Automate privileges
This design might seem to force you to execute a tedious
number of GRANT statements when you first set up the database. Furthermore,
privileges require constant maintenance, as people change jobs. For
example, if a clerk in Human Resources is terminated, you want to
revoke the Update privilege as soon as possible, otherwise the unhappy
employee might execute a statement such as the following one:
UPDATE hr_data
SET (emp_name, hire_date, dept_num) = (NULL, NULL, 0)
Less dramatic, but equally necessary, privilege changes are required daily, or even hourly, in any model that contains sensitive data. If you anticipate this requirement, you can prepare some automated tools to help maintain privileges.

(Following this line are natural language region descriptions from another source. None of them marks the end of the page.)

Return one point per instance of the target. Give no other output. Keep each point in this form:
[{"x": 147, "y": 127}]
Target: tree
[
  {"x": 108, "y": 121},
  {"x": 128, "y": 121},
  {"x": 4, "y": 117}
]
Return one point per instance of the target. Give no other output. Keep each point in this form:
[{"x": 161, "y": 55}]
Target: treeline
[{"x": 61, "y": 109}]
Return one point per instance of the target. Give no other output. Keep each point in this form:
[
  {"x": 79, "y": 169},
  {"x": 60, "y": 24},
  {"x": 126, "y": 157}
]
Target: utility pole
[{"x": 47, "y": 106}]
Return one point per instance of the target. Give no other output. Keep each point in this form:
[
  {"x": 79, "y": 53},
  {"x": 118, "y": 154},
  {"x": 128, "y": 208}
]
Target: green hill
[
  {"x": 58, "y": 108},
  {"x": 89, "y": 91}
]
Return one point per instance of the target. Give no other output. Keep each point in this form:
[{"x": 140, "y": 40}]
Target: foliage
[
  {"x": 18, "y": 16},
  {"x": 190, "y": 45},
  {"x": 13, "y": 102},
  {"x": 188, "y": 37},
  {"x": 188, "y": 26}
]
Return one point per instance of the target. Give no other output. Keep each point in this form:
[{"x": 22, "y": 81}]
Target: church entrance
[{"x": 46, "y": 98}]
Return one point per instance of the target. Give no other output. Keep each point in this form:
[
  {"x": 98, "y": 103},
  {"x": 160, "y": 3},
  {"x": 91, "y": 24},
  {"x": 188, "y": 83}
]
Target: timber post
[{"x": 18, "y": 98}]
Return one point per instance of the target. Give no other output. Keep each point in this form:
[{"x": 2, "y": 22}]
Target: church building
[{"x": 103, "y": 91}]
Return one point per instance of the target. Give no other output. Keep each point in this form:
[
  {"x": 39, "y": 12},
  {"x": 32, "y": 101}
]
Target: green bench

Your first step should be to specify
privilege classes that are based on the jobs of the users, not on
the structure of the tables. For example, a first-line manager requires
the following privileges:
- The Select and limited Update privileges on the hypothetical hr_data table
- The Connect privilege to this and other databases
- Some degree of privilege on several tables in those databases
When a manager is promoted to a staff position or sent to a field office, you must revoke all those privileges and grant a new set of privileges.
Define the privilege classes you support, and for each class specify the databases, tables, and columns to which you must give access. Then devise two automated routines for each class, one to grant the class to a user and one to revoke it.